Case report
An 81-year-old man was referred to our hospital for the treatment of liver cancer. He had chronic liver disease due to significant alcoholic consumption. Enhanced computed tomography (CT) showed a liver tumor with marginal enhancement in the arterial phase at 28 mm in diameter in the right hepatic lobe (Figure 1a).
He underwent right hepatic lobectomy, and the tumor was completely resected. A gross examination showed a firm, solid yellowish white to tan-gray mass (Figure 1b). A histological examination revealed components of both HCC and cholangiocarcinoma. Hematoxylin-eosin staining showed a trabecular-sinusoidal growth pattern, morphologically consistent with HCC (Figure 1c and 1d), and glandular formations pattern, supportive of cholangiocarcinoma (Figure 1c and 1e). Immunohistochemical staining showed that the HCC regions were positive for Hepa-para-1 (Figure 1f), and the cholangiocarcinoma regions were negative for heap-para-1 (Figure 1f), positive for CK 19 (Figure 1g), and positive for CD 56 (Figure 1h). The patient was therefore pathologically diagnosed with CHC.
Both the HCC and cholangiocarcinoma regions were negative for PD-L1 (Figure 1i and 1j). The microsatellite instability status was also negative. The surrounding liver tissue had steatosis with macrovesicular and fibrosis, suggesting alcoholic liver disease.
He underwent adjuvant chemotherapy with TS-1 at 80 mg/day, but CT showed multiple lymph node metastases at 13 months after surgical treatment. He received systemic chemotherapy with gemcitabine and cisplatin (GEM/CDDP), but we had to discontinue the GEM/CDDP therapy due to a severe rash. Because lenvatinib was recommended for first-line HCC treatment at that time, we administered lenvatinib at 8 mg/day for 4 months. However, we ultimately had to discontinue lenvatinib treatment due to grade 3 decreased appetite. Because Atez/Bev became available in Japan after the end of the lenvatinib treatment, we decided to administer combination therapy with Atez/Bev, following institutional review broad approval and the acquisition of written informed consent from the patient.

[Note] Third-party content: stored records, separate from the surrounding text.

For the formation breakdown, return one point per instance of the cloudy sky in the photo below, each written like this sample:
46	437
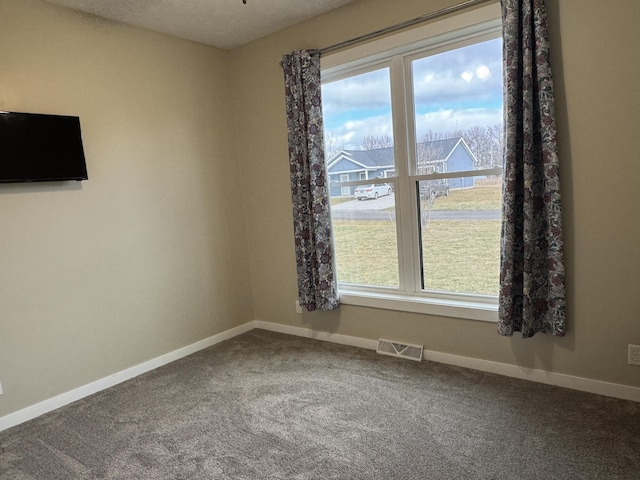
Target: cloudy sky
453	90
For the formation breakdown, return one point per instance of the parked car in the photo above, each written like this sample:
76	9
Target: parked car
372	191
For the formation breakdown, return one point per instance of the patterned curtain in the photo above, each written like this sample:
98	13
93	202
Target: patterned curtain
317	289
532	293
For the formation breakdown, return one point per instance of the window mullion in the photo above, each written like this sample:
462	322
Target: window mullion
404	208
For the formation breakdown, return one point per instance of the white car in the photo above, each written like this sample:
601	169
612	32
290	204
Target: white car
372	191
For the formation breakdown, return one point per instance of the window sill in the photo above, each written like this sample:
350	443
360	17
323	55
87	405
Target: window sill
459	308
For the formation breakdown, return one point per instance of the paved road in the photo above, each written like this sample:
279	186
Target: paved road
376	210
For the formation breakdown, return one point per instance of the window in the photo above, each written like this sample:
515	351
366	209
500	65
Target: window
418	126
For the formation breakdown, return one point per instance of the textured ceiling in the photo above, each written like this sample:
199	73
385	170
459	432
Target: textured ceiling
221	23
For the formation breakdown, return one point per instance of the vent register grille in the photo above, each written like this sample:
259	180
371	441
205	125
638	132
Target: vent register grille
397	349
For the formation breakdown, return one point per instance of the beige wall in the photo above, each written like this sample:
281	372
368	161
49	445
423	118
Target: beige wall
149	254
595	54
184	228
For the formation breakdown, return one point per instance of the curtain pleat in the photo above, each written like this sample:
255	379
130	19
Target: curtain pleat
317	288
532	291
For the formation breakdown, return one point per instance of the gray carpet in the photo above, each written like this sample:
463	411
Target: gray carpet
270	406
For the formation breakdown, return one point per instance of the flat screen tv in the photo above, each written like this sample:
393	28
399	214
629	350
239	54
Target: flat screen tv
35	147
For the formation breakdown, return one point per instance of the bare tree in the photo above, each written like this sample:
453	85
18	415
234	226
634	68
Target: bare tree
370	142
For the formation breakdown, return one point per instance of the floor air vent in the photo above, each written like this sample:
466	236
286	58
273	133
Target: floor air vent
402	350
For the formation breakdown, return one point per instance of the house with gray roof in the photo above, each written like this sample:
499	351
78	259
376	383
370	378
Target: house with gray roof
439	156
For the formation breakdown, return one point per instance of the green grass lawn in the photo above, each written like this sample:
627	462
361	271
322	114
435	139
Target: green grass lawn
478	198
458	255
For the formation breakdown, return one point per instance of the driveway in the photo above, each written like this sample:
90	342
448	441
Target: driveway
377	210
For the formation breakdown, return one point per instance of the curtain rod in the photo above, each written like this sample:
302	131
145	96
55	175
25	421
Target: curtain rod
400	26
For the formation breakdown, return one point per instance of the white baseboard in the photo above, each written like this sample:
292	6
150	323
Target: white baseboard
79	393
624	392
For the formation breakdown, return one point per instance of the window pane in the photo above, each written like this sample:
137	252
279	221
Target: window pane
460	234
458	122
458	96
365	237
359	144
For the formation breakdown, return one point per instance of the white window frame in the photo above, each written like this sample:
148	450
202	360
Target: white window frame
396	52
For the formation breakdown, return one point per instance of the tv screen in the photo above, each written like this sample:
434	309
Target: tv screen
36	147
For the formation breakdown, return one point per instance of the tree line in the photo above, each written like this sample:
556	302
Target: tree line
484	142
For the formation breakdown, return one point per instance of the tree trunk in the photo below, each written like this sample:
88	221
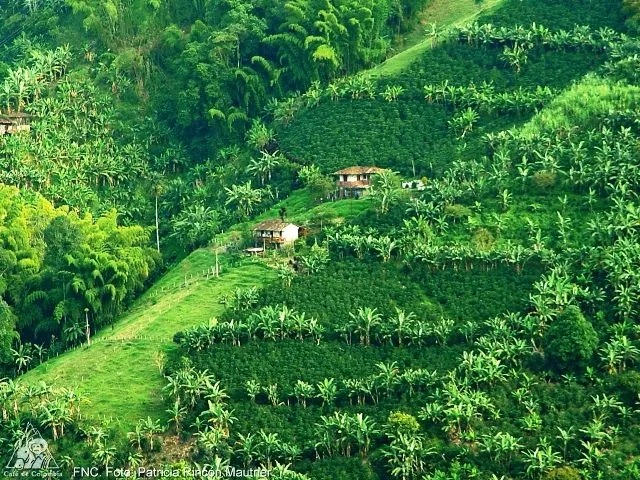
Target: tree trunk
157	227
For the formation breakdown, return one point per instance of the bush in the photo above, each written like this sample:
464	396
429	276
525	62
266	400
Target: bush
571	340
544	179
563	473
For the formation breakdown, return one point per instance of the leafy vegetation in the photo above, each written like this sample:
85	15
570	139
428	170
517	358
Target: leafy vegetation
475	315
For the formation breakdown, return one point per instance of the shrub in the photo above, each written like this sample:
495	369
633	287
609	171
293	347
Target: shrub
544	179
570	340
400	422
563	473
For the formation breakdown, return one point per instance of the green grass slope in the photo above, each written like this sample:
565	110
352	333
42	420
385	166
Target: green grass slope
119	373
441	13
410	134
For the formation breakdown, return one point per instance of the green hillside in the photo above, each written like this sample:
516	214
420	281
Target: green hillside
483	323
411	134
119	375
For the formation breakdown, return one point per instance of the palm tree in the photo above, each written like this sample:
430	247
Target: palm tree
364	320
515	56
402	323
303	391
245	197
21	358
327	391
385	189
177	414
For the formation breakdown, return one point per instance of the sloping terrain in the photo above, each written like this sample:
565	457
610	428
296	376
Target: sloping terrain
120	372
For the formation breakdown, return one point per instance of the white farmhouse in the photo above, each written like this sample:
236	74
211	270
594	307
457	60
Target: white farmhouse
276	232
353	182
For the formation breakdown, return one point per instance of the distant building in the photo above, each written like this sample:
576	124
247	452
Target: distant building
16	122
353	182
275	232
414	185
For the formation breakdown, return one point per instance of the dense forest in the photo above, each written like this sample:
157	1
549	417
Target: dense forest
474	316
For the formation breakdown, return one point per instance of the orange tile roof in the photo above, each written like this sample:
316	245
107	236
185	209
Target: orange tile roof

The laboratory findings before Atez/Bev treatment are shown in Table 1. The platelet count and hepatobiliary enzyme values were within the normal limits. Both hepatitis B surface antigen and hepatitis C virus antibody were negative. The serum levels of alpha-fetoprotein (AFP), des-gamma-carboxy prothrombin (DCP), carcinoembryonic antigen (CEA), and carbohydrate antigen 19-9 (CA19-9) were also within the normal ranges. Regarding the liver function, the Child-Pugh classification was grade A (5 points), and the albumin-bilirubin (ALBI) score was calculated to be -2.92, resulting in an assignment of ALBI grade 1. Enhanced CT showed enlarged systemic lymph nodes around the abdominal aorta, behind the inferior vena cava, and at the anterior cervical region, suggestive of multiple lymph node metastases (Figure 2).
We started treatment at 1200 mg atezolizumab and 15 mg/kg of body weight bevacizumab every 3 weeks. CT after two cycles of therapy showed mild shrinkage of enlarged lymph nodes and the response rate per RECIST was determined to be stable disease (SD) (Figure 3). Due to the presence of ascites, we interrupted bevacizumab and continued atezolizumab monotherapy at the third, fourth, and fifth cycles. CT after five cycles showed a lasting tumor response. We resumed bevacizumab treatment combined with atezolizumab at the sixth and seventh cycles owing to the improvement of edema by diuretics. We deemed him to have stable diseases on CT after seven cycles of treatment. We continued atezolizumab monotherapy at the eighth and ninth cycles due to bevacizumab-related adverse events, such as fatigue, decreased appetite, and proteinuria. After 10 cycles of treatment, CT showed the regrowth of enlarged lymph nodes and the response rate per RECIST was determined to the progressive disease (PD). Therefore, Atez/Bev treatment was discontinued, and the patient ultimately achieved a 7.5-month progression-free survival (PFS). At 28 months after the initial hepatic treatment (15 months after initiation of systemic therapy), the patient was still alive. The overall clinical course is shown in Figure 4.